Injuries caused by porcupine quills are causing it pain: official

The tiger that was captured on Thursday, after it killed three persons on the fringes of Bandipur, and shifted to Mysore zoo is a healthy feline. However, it is suffering from pain due to the porcupine quills lodged in its body, particularly the chin, besides minor injuries.

Housed in a special enclosure with extra iron grills at the zoo hospital, the tiger showed signs of fright and aggression and tried to break free from the strong enclosure in the night. This attempt caused damage to its teeth. The hospital staff said that it calmed down in the early hours of Friday. However, the tiger appeared drowsy and weak.

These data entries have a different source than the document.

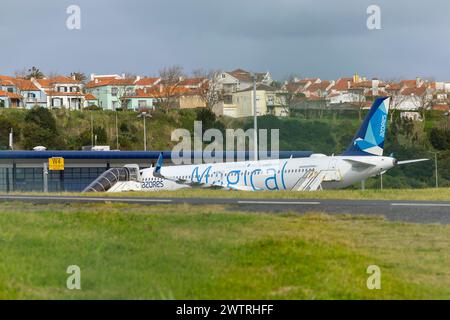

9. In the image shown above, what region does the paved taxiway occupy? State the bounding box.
[0,195,450,224]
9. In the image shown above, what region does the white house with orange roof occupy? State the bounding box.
[85,75,137,110]
[31,76,84,110]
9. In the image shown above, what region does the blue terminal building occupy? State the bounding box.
[0,151,312,192]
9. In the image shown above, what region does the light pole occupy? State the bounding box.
[428,151,439,188]
[253,73,258,161]
[138,111,152,151]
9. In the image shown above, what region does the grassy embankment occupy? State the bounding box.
[0,203,450,299]
[23,188,450,201]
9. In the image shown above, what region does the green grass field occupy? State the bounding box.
[0,202,450,299]
[53,188,450,201]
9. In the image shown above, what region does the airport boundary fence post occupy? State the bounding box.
[42,162,48,192]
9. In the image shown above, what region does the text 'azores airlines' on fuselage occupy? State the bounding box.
[86,98,427,191]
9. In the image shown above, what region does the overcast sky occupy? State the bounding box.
[0,0,450,80]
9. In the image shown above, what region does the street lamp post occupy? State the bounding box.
[253,73,258,161]
[138,111,152,151]
[428,151,439,188]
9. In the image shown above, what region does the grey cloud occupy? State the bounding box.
[0,0,450,79]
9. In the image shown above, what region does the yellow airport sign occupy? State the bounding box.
[48,157,64,170]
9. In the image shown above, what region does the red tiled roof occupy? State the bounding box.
[14,79,39,91]
[331,78,353,91]
[0,90,23,100]
[401,86,427,96]
[386,83,402,90]
[136,77,160,86]
[45,90,84,97]
[400,80,417,88]
[432,103,450,111]
[84,93,97,100]
[178,78,206,86]
[86,78,136,88]
[36,76,81,88]
[304,80,331,92]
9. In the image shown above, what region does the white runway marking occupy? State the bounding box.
[391,203,450,207]
[238,200,320,205]
[1,196,172,203]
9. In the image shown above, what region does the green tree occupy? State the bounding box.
[22,107,64,149]
[429,128,450,150]
[25,66,45,79]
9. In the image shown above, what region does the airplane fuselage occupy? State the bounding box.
[134,155,395,191]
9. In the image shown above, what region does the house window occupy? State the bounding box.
[52,98,62,107]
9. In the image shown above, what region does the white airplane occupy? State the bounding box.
[86,98,428,192]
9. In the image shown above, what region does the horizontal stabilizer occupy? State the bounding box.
[344,159,375,167]
[397,159,430,165]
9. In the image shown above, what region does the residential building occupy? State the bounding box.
[216,69,273,94]
[14,79,47,109]
[213,84,288,118]
[84,93,98,108]
[122,89,157,110]
[85,75,136,110]
[31,76,84,110]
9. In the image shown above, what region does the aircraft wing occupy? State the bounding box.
[344,159,375,168]
[153,153,246,190]
[397,159,430,165]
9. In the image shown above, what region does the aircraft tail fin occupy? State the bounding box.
[154,153,164,174]
[342,97,390,156]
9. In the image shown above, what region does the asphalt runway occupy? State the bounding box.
[0,195,450,224]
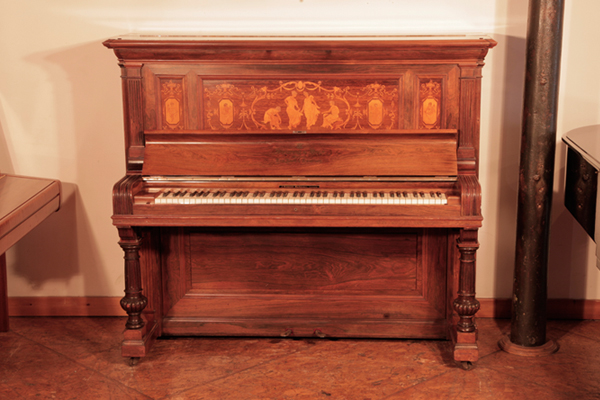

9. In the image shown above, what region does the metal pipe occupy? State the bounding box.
[510,0,564,354]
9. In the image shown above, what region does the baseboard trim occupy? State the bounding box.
[8,297,127,317]
[8,297,600,319]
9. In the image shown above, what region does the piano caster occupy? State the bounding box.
[313,329,327,339]
[460,361,475,371]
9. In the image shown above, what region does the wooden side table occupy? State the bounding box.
[0,174,60,332]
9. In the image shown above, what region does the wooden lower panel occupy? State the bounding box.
[162,229,447,338]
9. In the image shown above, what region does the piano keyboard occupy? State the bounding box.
[154,189,448,205]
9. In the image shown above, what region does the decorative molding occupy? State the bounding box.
[8,297,600,319]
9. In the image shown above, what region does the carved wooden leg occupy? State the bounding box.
[453,229,479,362]
[119,228,148,329]
[0,253,8,332]
[119,227,157,365]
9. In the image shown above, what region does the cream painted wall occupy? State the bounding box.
[0,0,600,299]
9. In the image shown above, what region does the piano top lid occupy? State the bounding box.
[562,125,600,170]
[103,32,497,60]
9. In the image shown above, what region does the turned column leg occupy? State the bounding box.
[119,228,148,329]
[453,229,479,362]
[0,253,8,332]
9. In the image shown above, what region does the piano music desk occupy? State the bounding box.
[0,174,60,332]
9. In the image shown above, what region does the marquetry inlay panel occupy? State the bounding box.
[203,79,399,131]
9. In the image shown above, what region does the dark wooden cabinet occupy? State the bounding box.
[104,36,495,361]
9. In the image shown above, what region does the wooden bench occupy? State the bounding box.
[0,173,60,332]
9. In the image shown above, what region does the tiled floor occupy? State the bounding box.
[0,318,600,400]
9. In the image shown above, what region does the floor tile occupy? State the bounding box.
[0,333,148,399]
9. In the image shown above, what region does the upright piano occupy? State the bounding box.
[104,34,496,363]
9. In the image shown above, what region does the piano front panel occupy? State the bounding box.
[142,63,460,137]
[161,228,447,338]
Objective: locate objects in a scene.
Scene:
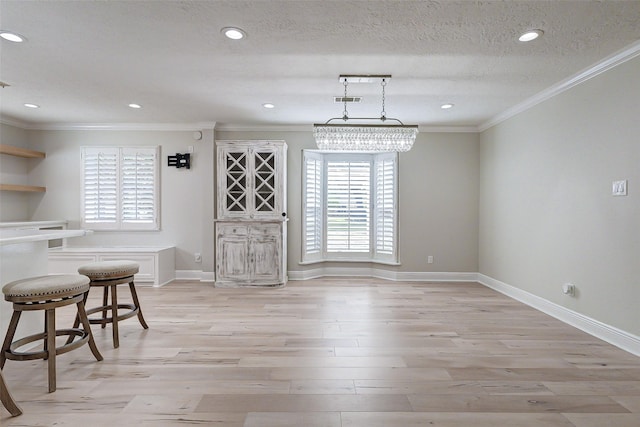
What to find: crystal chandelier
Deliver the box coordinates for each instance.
[313,75,418,151]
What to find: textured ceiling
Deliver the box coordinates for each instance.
[0,0,640,127]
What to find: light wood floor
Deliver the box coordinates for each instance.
[0,278,640,427]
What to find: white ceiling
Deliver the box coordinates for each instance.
[0,0,640,128]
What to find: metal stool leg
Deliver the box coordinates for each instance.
[129,281,149,329]
[0,370,22,417]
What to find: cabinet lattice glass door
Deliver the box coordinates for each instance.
[218,143,285,219]
[225,151,248,217]
[253,151,277,213]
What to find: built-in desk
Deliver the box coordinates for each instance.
[0,228,92,339]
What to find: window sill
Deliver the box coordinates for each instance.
[298,258,402,265]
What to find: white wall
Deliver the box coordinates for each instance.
[479,57,640,336]
[26,130,214,272]
[216,131,479,272]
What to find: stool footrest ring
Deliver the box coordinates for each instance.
[87,304,140,325]
[4,328,89,360]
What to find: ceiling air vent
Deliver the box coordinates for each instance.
[333,96,362,104]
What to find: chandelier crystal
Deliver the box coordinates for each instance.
[313,75,418,152]
[313,124,418,151]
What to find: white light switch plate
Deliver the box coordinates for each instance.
[611,180,627,196]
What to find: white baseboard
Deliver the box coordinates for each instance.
[176,270,215,282]
[477,273,640,356]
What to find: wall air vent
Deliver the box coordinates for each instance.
[333,96,362,104]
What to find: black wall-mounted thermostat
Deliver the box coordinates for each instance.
[167,153,191,169]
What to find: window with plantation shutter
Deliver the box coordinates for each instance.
[374,153,398,262]
[326,160,371,254]
[82,147,159,230]
[302,152,323,259]
[302,150,398,264]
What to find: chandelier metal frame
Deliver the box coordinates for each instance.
[313,75,418,152]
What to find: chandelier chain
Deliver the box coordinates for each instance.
[380,79,387,121]
[342,79,349,121]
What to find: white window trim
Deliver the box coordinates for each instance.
[300,150,400,265]
[80,146,160,231]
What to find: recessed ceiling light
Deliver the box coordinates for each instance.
[222,27,247,40]
[0,30,27,43]
[518,30,544,42]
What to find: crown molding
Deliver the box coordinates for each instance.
[216,124,478,133]
[0,117,29,129]
[418,126,479,133]
[478,40,640,132]
[216,124,313,132]
[3,121,216,131]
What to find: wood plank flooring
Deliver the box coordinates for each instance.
[0,278,640,427]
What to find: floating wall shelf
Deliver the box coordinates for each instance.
[0,144,47,193]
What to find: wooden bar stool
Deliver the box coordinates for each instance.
[0,274,102,393]
[0,370,22,417]
[76,260,149,348]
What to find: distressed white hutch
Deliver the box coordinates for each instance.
[215,141,287,287]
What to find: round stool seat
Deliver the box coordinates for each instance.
[78,261,140,281]
[0,274,102,392]
[76,260,149,348]
[2,274,90,302]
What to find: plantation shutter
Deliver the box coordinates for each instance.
[82,147,159,230]
[302,150,324,260]
[120,147,157,229]
[374,153,398,260]
[82,147,119,228]
[326,160,371,254]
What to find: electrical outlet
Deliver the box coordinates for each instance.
[611,179,627,196]
[562,283,576,296]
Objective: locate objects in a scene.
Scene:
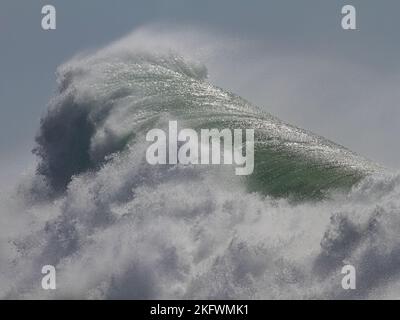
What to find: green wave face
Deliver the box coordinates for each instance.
[36,50,379,199]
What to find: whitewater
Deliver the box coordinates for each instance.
[0,28,400,299]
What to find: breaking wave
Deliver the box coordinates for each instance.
[0,28,400,299]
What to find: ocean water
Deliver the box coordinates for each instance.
[0,28,400,299]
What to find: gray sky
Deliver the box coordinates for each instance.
[0,0,400,184]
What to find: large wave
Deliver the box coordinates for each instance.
[0,28,400,299]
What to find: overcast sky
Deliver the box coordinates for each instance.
[0,0,400,184]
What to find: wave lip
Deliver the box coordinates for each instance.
[0,28,400,299]
[34,38,382,199]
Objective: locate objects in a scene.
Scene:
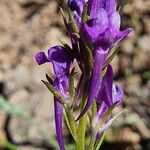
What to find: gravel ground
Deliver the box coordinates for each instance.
[0,0,150,150]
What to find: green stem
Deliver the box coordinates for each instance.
[95,132,106,150]
[76,98,87,150]
[89,133,95,150]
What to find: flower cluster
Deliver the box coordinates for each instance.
[35,0,132,150]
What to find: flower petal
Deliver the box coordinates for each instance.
[88,0,116,17]
[54,100,65,150]
[81,9,109,42]
[35,52,49,65]
[112,84,124,105]
[88,0,105,18]
[68,0,85,17]
[105,0,116,14]
[97,65,113,106]
[77,49,108,120]
[48,46,73,77]
[109,11,121,31]
[115,28,133,42]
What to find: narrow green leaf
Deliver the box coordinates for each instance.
[58,38,72,50]
[69,68,76,100]
[46,73,53,84]
[95,132,106,150]
[104,45,118,68]
[42,80,65,104]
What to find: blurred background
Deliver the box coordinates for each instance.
[0,0,150,150]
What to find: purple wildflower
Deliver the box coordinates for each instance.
[94,65,124,139]
[77,0,132,120]
[35,46,73,150]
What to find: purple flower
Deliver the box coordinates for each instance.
[94,65,124,138]
[68,0,85,27]
[35,46,73,150]
[77,0,132,120]
[82,0,131,45]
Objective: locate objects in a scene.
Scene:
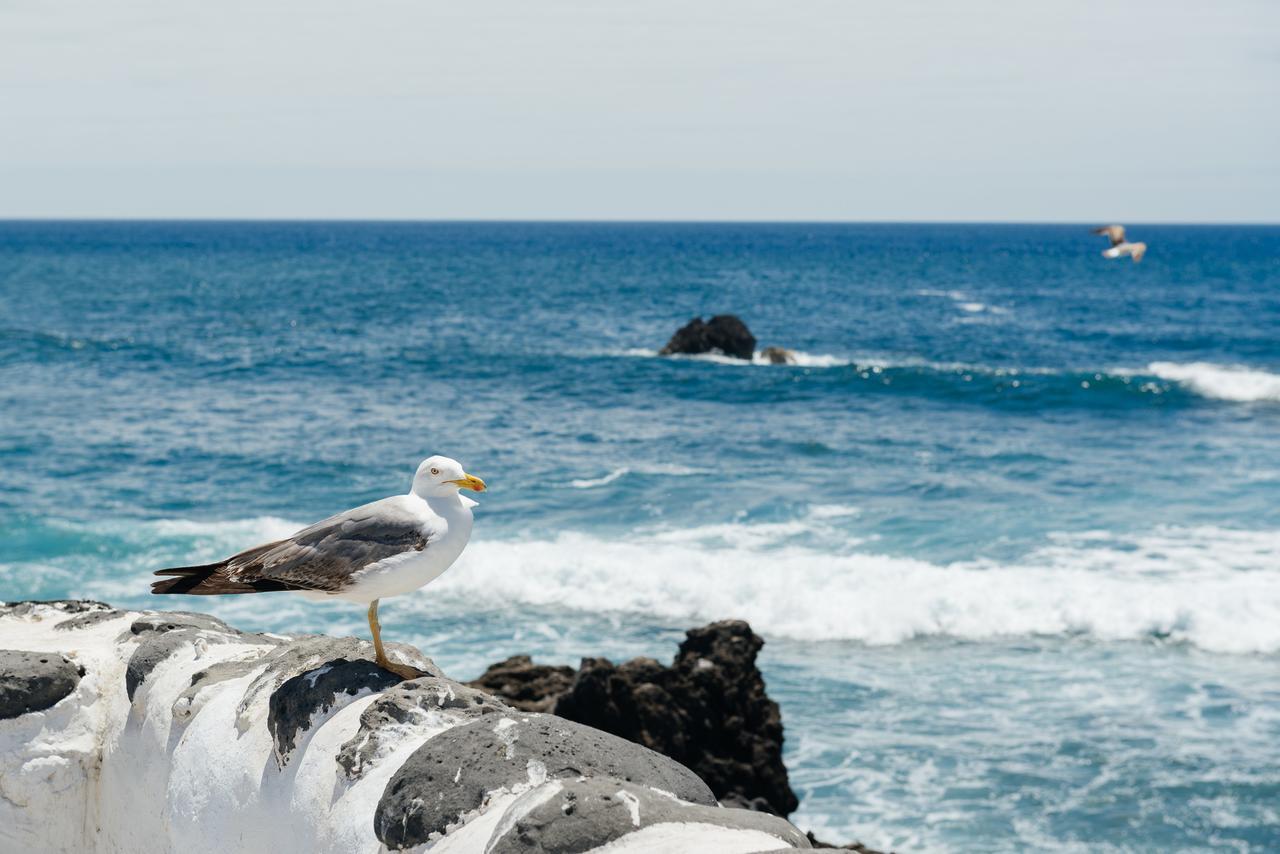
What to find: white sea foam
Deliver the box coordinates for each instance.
[434,524,1280,653]
[1147,362,1280,403]
[568,463,709,489]
[62,507,1280,653]
[568,466,631,489]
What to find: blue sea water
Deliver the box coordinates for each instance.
[0,222,1280,851]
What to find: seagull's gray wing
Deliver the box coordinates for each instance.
[1093,225,1124,246]
[151,498,430,594]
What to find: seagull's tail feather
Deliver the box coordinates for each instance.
[151,561,293,595]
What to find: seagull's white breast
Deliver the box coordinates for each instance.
[328,494,475,603]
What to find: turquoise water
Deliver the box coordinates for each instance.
[0,223,1280,851]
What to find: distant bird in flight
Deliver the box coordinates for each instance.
[1093,225,1147,264]
[151,456,485,679]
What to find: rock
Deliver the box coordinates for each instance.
[374,713,716,848]
[338,676,512,780]
[0,603,805,854]
[658,314,755,360]
[485,777,809,854]
[129,611,241,635]
[124,615,262,700]
[0,649,84,721]
[236,635,444,732]
[760,347,796,365]
[54,608,125,631]
[805,831,883,854]
[0,599,114,617]
[480,620,799,816]
[266,658,401,768]
[471,656,575,712]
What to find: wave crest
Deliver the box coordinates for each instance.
[1147,362,1280,403]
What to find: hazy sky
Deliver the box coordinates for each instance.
[0,0,1280,222]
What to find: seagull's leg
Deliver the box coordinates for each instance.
[369,599,426,679]
[369,599,390,670]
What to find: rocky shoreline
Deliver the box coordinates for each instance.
[0,602,849,854]
[470,620,879,854]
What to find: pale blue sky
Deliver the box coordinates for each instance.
[0,0,1280,222]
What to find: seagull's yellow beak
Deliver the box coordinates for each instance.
[449,475,485,492]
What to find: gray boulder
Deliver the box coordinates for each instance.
[0,649,84,721]
[374,714,717,848]
[760,347,796,365]
[486,777,809,854]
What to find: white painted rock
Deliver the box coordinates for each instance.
[0,602,809,854]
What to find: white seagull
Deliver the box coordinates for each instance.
[151,456,485,679]
[1093,225,1147,264]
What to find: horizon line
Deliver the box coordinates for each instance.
[0,215,1280,228]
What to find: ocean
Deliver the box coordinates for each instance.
[0,222,1280,854]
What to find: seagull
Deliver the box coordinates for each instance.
[1102,241,1147,264]
[1093,225,1147,264]
[1093,225,1124,246]
[151,456,485,679]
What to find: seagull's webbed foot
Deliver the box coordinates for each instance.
[374,658,430,679]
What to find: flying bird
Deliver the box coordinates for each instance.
[151,456,485,679]
[1093,225,1124,246]
[1093,225,1147,264]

“It will take 36 hours for the big cat to recover from the sedatives. Extra doses of sedatives were administered to prevent the animal from incurring self-inflicted wounds while being brought here from the jungle. The tiger will be examined in detail to assess injuries, and treatment will be given accordingly,” said Chief Conservator of Forests and Zoo Executive Director B.P. Ravi, who was part of the recent operation.

Mr. Ravi said that the tiger is aged between eight and nine. The tiger is in stress and it could have starveditself for about a week. .

The porcupine quills that pierced the tiger’s body had been removed. But the quill in its chin is yet to be removed. There is serious injury from the quill near the chest region, he said. Unable to hunt a larger prey, the tiger, perhaps, tried to kill a porcupine whose quills pierced the tiger’s body and chin. It is common to see tigers hunting smaller preys in desperation, he said.

DNA analysis

Though the forest authorities are sure that the captured tiger is the one that attacked and killed the three people, they are planning to have it scientifically confirmed.

The forest personnel had been asked to collect scat matter of tiger in the Hediyala range where the killings took place for DNA analysis to confirm the identity of the animal. About four samples will be sent to different laboratories for DNA analysis.

The Centre for Cellular and Molecular Biology (CCMB), Hyderabad, the National Centre for Biological Sciences, Bangalore, and the Indian Veterinary Research Institute, Bangalore, will be approached for the scat analysis, he said.

“The analysis will also confirm whether the tiger ate human flesh,” Mr. Ravi said.

What next

Will the Mysore zoo be the captured tiger’s next home or will it find shelter at the Animal Rescue Centre in Bannerghatta near Bangalore?

“Our first priority is to ensure the tiger’s recovery from injuries which will take sometime. As its lower canines are worn out and other teeth are broken, we have to check whether it can chew or eat bony flesh or be fed soft flesh. It will take at least 15 days for the tiger to recover,” Mr. Ravi said.

Meanwhile, a team of veterinarians, led by Chief Veterinarian and Assistant Director Suresh Kumar, is monitoring the big cat. It consumed four kg of beef and drank water on Friday morning. The zoo staff witnessed the tiger’s aggressiveness as it rammed the thick iron enclosure and also damaged a small cement parapet in its attempt to break free from the enclosure. The canines lost during its aggressive behaviour have been collected by the zoo staff.